Patch Set 9: Revert Patch Set 8 On 2018/07/12 10:30:37, kzar wrote: > Once you remove those extra comments this LGTM. Done. > I would like someone (ideally Sebastian) to take a second look at the > parseScript function however. We really don't want to fuck that one up. Yes, it would be nice if Sebastian took a look. I'll wait for his comments. https://codereview.adblockplus.org/29761597/diff/29828558/lib/snippets.js File lib/snippets.js (right): https://codereview.adblockplus.org/29761597/diff/29828558/lib/snippets.js#new... lib/snippets.js:92: // Whether the next character should be treated as an escape sequence. On 2018/07/12 10:30:37, kzar wrote: > I don't these new comments add much, and they are kind of patronising. I'd > prefer to remove them. Well I'm glad you think so, because I don't like to repeat the logic in the comments, it's harder to maintain (the comments need to be kept up to date). Done.
I wonder if the implementation would be simpler (and more robust) if we'd just handle quotes here, and then pass the individual tokens to JSON.parse() to handle other escapes.
On 2018/07/16 16:28:05, Sebastian Noack wrote: > I wonder if the implementation would be simpler (and more robust) if we'd just > handle quotes here, and then pass the individual tokens to JSON.parse() to > handle other escapes. Well then we would be implementing the JSON spec and not the Snippets spec. I don't think that's the way to do it.
On 2018/07/17 10:47:23, Manish Jethani wrote: > On 2018/07/16 16:28:05, Sebastian Noack wrote: > > I wonder if the implementation would be simpler (and more robust) if we'd just > > handle quotes here, and then pass the individual tokens to JSON.parse() to > > handle other escapes. > > Well then we would be implementing the JSON spec and not the Snippets spec. I > don't think that's the way to do it. Isn't this essentially the same in the case here? Or if you want to be more explicit I guess the Snippets spec could just reference JSON.
On 2018/07/17 12:24:13, Sebastian Noack wrote: > On 2018/07/17 10:47:23, Manish Jethani wrote: > > On 2018/07/16 16:28:05, Sebastian Noack wrote: > > > I wonder if the implementation would be simpler (and more robust) if we'd > just > > > handle quotes here, and then pass the individual tokens to JSON.parse() to > > > handle other escapes. > > > > Well then we would be implementing the JSON spec and not the Snippets spec. I > > don't think that's the way to do it. > > Isn't this essentially the same in the case here?
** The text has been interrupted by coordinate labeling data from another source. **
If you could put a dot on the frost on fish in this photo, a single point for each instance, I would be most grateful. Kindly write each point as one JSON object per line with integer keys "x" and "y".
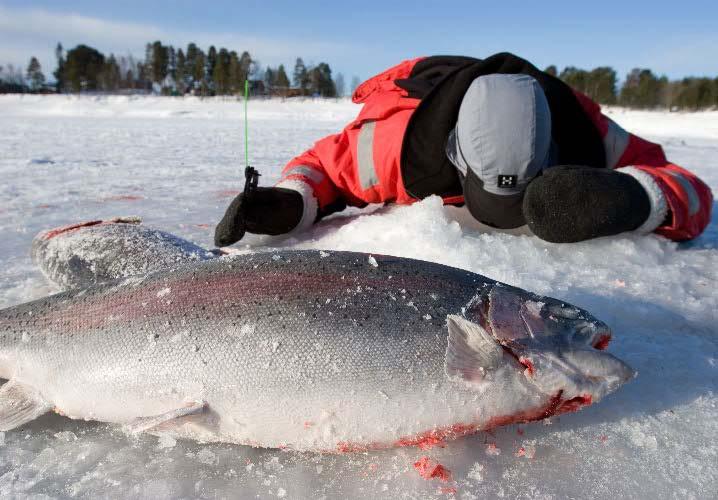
{"x": 293, "y": 349}
{"x": 98, "y": 251}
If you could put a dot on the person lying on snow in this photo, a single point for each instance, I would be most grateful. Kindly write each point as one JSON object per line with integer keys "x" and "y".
{"x": 518, "y": 146}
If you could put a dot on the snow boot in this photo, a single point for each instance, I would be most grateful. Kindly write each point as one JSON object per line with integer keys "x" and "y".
{"x": 270, "y": 211}
{"x": 573, "y": 203}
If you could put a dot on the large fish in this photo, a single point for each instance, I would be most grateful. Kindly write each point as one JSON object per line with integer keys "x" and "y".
{"x": 98, "y": 251}
{"x": 309, "y": 350}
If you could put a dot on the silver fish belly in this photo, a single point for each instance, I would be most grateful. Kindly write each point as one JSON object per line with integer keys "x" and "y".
{"x": 310, "y": 350}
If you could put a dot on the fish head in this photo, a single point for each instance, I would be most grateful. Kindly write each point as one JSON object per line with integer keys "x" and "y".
{"x": 547, "y": 345}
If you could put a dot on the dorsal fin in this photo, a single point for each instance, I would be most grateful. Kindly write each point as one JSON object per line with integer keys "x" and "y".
{"x": 471, "y": 351}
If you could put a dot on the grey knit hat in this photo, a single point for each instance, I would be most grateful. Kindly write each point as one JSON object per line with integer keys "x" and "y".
{"x": 502, "y": 140}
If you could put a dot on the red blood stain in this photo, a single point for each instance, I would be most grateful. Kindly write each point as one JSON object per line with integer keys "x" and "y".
{"x": 437, "y": 437}
{"x": 602, "y": 342}
{"x": 574, "y": 404}
{"x": 492, "y": 449}
{"x": 555, "y": 406}
{"x": 429, "y": 469}
{"x": 124, "y": 197}
{"x": 528, "y": 364}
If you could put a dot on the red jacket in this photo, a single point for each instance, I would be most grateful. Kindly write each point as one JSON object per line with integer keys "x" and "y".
{"x": 361, "y": 164}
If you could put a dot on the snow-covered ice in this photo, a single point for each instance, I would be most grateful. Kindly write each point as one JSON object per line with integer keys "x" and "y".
{"x": 178, "y": 162}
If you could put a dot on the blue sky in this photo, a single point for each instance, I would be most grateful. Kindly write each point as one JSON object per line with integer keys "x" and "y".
{"x": 362, "y": 38}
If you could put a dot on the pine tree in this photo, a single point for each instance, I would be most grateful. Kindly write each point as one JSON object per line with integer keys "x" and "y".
{"x": 269, "y": 79}
{"x": 34, "y": 74}
{"x": 211, "y": 62}
{"x": 339, "y": 83}
{"x": 83, "y": 67}
{"x": 181, "y": 72}
{"x": 281, "y": 80}
{"x": 111, "y": 75}
{"x": 300, "y": 76}
{"x": 59, "y": 73}
{"x": 236, "y": 81}
{"x": 246, "y": 66}
{"x": 355, "y": 83}
{"x": 159, "y": 62}
{"x": 221, "y": 72}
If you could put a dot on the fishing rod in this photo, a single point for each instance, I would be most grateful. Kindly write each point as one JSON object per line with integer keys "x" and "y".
{"x": 251, "y": 175}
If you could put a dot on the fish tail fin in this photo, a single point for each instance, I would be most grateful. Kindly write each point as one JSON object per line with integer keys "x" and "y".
{"x": 19, "y": 404}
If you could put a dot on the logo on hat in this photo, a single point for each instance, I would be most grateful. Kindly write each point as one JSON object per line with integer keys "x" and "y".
{"x": 507, "y": 181}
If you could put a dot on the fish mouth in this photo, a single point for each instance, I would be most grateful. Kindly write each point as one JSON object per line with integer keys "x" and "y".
{"x": 556, "y": 346}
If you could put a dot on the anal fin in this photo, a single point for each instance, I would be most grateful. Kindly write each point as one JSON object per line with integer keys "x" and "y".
{"x": 19, "y": 404}
{"x": 155, "y": 422}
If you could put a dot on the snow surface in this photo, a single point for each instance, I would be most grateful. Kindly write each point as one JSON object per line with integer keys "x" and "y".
{"x": 177, "y": 163}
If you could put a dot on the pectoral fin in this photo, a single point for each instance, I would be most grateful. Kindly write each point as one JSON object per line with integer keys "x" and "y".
{"x": 19, "y": 404}
{"x": 471, "y": 352}
{"x": 168, "y": 419}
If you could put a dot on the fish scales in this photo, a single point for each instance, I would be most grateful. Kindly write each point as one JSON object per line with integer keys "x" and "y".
{"x": 297, "y": 349}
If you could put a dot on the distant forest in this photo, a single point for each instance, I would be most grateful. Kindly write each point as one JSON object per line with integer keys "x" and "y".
{"x": 173, "y": 71}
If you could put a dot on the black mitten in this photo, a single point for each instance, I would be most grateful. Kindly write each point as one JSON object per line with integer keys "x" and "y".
{"x": 573, "y": 203}
{"x": 265, "y": 211}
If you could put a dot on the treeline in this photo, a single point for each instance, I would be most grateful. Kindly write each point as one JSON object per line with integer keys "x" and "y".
{"x": 176, "y": 71}
{"x": 641, "y": 88}
{"x": 172, "y": 71}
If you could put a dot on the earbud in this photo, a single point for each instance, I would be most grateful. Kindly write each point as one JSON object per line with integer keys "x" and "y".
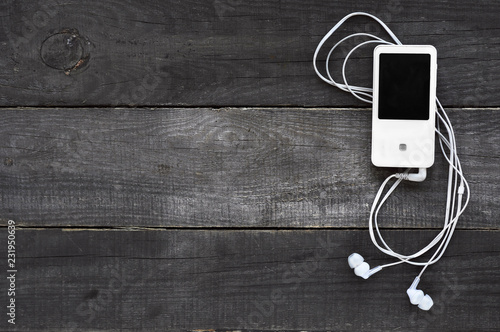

Or if you want to be more > explicit I guess the Snippets spec could just reference JSON. If you're suggesting that every argument, after adding the surrounding quotes, could be parsed as a JSON string, that somewhat makes sense. But in order to extract the arguments we would still have to go through the entire script, character by character. If we're going to do that, we might as well do the parsing of the arguments based on our own spec? There is more to JSON strings [1] than what we need in a snippet filter. JSON is more strict. For example, a sole "\x" is an error, whereas in our spec we simply treat it as an "x". We are more forgiving in what input we accept, which is how it should be, since this is not a programming language and is going to be used by non-programmers (so it's more like HTML than JavaScript). One more good reason not to implement JSON is that we're going to have to port this to C++ at some point and it would be really nice if we did not have the overhead of JSON. [1]: https://mathiasbynens.be/notes/javascript-escapes
On 2018/07/17 12:50:10, Manish Jethani wrote: > If you're suggesting that every argument, after adding the surrounding quotes, > could be parsed as a JSON string, that somewhat makes sense. Yes, this what I'm suggesting. > But in order to > extract the arguments we would still have to go through the entire script, > character by character. If we're going to do that, we might as well do the > parsing of the arguments based on our own spec? > > There is more to JSON strings [1] than what we need in a snippet filter. JSON is > more strict. For example, a sole "\x" is an error, whereas in our spec we simply > treat it as an "x". We are more forgiving in what input we accept, which is how > it should be, since this is not a programming language and is going to be used > by non-programmers (so it's more like HTML than JavaScript). > > One more good reason not to implement JSON is that we're going to have to port > this to C++ at some point and it would be really nice if we did not have the > overhead of JSON. Fair enough, LGTM. |